Santa: “She told me that all she wanted was for her ‘Mommy’ and ‘Papa’, you two, to be with her on Christmas morning. She told me that if that happened, then she knew I really must be real.”
Me: “Since we planned on being together for Christmas that is no problem.”
Santa: “Good. Listen I’ve done this for about 15 years and I’ve talked to a lot of kids. The ones who don’t want some new toy or the like are few and far between. Don’t disappoint her.”
Eva: “We won’t. Merry Christmas Santa.”
Me: “Merry Christmas Mr. Kringle.”
Santa: “And a merry Christmas to you both as well. Remember, ‘he knows.'”
What does Christmas mean to you?
Well in my case,
- singing carols with breaks for hot chocolate and hot apple cider
- watching the excitement of a young child as they loudly thank Santa for his yearly bounty
- enjoying the chaos that surrounds the shopping centers and malls.
- reading these words to young ones, “…and all through the house, not a creature was stirring. Not even a mouse.”
- deciding what decorations should adorn the tree this year.
- the smell of freshly baked gingerbread trees.
- making a mouth-watering meal for Christmas.
- the pit-pat of little feet rushing to presents.
- snuggling under a blanket with a loved one.
- walking down the street and taking in all the decorations from nativity scenes to lights as far as the eye can see.
- leaving a plate of cookies and milk for Santa on Christmas Eve.
- curling up on the couch to watch It’s A Wonderful Life, A Charlie Brown Christmas, Miracle on 34th Street, and A Christmas Story.
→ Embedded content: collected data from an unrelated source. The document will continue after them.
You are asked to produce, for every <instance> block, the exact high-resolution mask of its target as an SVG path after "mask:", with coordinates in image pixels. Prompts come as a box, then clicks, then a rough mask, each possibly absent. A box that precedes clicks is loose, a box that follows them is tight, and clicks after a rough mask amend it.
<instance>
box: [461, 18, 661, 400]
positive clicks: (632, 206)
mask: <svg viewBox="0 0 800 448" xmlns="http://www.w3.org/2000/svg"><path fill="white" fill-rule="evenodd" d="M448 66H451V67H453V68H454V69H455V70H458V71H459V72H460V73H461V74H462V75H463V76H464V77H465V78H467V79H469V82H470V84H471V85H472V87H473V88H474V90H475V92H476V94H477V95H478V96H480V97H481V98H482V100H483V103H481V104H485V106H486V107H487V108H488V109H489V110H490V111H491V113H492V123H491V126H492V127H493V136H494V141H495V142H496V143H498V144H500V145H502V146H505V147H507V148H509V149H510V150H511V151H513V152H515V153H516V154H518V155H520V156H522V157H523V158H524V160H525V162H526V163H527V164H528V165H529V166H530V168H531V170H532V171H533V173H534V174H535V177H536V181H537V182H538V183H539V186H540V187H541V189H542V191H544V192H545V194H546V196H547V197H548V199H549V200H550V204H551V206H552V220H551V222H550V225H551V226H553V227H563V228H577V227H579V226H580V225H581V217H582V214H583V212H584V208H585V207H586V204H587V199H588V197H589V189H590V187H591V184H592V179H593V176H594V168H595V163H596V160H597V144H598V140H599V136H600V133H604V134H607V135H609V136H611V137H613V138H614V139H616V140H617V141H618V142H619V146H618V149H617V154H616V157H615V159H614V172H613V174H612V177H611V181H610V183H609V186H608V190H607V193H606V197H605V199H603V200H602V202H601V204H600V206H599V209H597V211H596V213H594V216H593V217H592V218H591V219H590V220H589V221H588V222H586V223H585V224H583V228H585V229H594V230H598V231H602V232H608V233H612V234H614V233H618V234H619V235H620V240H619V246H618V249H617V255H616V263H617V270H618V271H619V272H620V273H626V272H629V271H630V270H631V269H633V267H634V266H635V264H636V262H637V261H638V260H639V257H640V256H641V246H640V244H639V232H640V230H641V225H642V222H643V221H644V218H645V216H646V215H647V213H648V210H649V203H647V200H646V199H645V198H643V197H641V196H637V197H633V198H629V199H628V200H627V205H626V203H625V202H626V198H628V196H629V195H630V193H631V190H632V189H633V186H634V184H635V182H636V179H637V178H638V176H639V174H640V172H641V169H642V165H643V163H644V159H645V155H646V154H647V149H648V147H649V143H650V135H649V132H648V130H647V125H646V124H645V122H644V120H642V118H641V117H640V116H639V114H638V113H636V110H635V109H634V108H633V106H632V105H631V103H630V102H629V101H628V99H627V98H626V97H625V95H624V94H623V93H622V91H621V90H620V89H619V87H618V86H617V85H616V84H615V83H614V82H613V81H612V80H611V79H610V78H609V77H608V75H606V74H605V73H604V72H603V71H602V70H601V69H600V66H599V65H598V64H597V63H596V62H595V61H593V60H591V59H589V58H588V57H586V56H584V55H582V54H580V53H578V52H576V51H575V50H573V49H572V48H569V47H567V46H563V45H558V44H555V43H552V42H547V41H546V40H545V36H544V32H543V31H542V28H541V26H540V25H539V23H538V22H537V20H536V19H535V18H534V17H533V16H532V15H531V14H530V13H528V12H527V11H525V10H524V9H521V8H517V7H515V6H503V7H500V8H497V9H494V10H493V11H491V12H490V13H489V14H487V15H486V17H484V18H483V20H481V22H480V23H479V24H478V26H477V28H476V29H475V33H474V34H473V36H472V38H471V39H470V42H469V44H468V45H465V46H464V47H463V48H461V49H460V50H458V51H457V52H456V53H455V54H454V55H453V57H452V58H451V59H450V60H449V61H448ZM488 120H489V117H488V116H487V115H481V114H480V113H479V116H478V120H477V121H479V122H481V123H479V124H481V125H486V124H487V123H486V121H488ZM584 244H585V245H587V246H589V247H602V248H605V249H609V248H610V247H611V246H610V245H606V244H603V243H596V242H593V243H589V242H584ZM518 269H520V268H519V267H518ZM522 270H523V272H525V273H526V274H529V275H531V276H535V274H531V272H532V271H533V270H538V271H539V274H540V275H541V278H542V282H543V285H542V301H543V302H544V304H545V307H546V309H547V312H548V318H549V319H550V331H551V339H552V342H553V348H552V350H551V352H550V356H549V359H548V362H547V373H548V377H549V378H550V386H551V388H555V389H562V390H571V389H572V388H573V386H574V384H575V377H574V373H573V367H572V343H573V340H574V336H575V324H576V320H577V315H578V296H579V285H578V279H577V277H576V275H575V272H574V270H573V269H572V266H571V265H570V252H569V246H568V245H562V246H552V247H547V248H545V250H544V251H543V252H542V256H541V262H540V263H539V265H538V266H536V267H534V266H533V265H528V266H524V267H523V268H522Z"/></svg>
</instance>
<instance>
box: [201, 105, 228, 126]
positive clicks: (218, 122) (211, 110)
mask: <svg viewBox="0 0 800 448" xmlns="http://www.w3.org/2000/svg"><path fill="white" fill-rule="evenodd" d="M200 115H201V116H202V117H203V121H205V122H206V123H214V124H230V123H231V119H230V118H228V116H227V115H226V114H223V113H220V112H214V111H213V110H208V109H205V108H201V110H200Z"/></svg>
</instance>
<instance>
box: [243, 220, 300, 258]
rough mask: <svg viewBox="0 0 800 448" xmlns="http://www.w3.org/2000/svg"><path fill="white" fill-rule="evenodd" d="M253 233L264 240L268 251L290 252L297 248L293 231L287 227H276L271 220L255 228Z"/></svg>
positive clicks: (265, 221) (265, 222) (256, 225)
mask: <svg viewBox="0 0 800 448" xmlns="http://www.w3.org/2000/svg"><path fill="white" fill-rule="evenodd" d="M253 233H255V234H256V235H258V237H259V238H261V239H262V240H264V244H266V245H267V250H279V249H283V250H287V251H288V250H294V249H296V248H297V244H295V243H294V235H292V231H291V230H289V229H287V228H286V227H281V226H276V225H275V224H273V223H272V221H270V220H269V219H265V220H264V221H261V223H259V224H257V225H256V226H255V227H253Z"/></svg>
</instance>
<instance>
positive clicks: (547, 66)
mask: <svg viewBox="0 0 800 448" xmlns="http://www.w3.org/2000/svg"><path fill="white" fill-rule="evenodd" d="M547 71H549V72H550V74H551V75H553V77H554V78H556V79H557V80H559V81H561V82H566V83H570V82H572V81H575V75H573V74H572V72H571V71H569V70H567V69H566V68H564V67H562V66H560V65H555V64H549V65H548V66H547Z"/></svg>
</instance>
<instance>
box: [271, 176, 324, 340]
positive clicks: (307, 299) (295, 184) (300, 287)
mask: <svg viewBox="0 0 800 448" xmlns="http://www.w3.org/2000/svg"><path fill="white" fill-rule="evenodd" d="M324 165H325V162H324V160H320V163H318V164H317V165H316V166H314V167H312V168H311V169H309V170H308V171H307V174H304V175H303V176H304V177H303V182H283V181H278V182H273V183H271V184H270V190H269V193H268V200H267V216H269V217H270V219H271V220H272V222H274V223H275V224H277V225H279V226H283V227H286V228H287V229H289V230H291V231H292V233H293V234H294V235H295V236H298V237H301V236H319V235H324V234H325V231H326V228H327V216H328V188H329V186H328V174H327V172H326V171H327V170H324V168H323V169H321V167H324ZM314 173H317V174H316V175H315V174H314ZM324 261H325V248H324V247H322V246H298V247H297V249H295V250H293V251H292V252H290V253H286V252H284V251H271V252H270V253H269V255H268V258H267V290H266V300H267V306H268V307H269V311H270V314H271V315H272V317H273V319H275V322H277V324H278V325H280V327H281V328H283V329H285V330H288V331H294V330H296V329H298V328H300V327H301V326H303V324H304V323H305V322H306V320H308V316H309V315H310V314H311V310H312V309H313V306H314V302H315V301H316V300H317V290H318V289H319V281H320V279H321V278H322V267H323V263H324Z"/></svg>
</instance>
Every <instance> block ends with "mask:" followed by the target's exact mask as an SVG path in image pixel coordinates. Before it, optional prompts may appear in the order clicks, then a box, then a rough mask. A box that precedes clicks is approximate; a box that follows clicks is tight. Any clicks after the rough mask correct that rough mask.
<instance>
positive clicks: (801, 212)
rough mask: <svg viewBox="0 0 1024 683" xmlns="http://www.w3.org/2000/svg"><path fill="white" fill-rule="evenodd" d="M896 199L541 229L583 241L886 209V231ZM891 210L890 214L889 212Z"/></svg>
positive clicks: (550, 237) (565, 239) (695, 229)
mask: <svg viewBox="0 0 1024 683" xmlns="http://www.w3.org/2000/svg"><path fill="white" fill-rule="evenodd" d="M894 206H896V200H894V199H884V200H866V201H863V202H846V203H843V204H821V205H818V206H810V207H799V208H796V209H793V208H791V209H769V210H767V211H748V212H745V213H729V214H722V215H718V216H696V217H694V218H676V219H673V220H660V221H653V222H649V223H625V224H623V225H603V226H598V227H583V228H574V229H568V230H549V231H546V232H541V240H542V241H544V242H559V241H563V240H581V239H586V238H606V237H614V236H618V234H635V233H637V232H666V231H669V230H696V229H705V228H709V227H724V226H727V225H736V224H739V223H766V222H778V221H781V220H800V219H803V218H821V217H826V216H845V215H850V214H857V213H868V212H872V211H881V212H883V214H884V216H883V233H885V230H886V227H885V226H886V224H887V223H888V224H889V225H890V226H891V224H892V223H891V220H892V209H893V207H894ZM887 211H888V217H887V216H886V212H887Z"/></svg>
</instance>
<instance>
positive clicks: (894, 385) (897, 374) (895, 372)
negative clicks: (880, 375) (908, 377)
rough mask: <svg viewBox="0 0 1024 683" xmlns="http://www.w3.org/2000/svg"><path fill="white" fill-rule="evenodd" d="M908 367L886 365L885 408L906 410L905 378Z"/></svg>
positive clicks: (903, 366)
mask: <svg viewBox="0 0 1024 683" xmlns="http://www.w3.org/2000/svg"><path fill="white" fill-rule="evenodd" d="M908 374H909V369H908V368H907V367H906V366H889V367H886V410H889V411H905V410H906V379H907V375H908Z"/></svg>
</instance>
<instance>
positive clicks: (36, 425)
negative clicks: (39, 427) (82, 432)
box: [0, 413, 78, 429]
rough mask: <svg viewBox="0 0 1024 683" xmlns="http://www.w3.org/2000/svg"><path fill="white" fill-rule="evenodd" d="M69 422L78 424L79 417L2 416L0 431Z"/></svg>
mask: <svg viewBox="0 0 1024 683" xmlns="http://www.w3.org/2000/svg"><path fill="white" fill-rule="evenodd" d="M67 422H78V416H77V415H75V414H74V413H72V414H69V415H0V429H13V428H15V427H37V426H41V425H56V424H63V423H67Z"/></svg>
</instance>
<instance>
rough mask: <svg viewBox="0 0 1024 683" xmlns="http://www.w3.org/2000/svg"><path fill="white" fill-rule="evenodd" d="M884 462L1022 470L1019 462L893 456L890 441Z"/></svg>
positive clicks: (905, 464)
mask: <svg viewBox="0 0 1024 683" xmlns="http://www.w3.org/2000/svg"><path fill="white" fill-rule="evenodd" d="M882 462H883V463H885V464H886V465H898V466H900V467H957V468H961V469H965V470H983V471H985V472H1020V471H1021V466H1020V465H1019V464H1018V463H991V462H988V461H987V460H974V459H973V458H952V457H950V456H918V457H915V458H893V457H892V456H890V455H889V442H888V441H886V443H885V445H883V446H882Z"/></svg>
- going to sleep early and then waking up at dawn on Christmas morning to open presents, even years after you stop believing in Santa.
- remembering the nervousness that characterized the wait between your letter to the North Pole and Christmas as you pondered your fate- were you naughty or nice?
- remembering when you yourself were small and you would sit in the lap of a mall Santa, a long wishlist on the tip of your tongue.
- the smile that lights your face the first time the tree is lit.
- being wrapped up in loved ones and them being wrapped up in you.
I think that about sums it up.
So what does Christmas mean for you folks?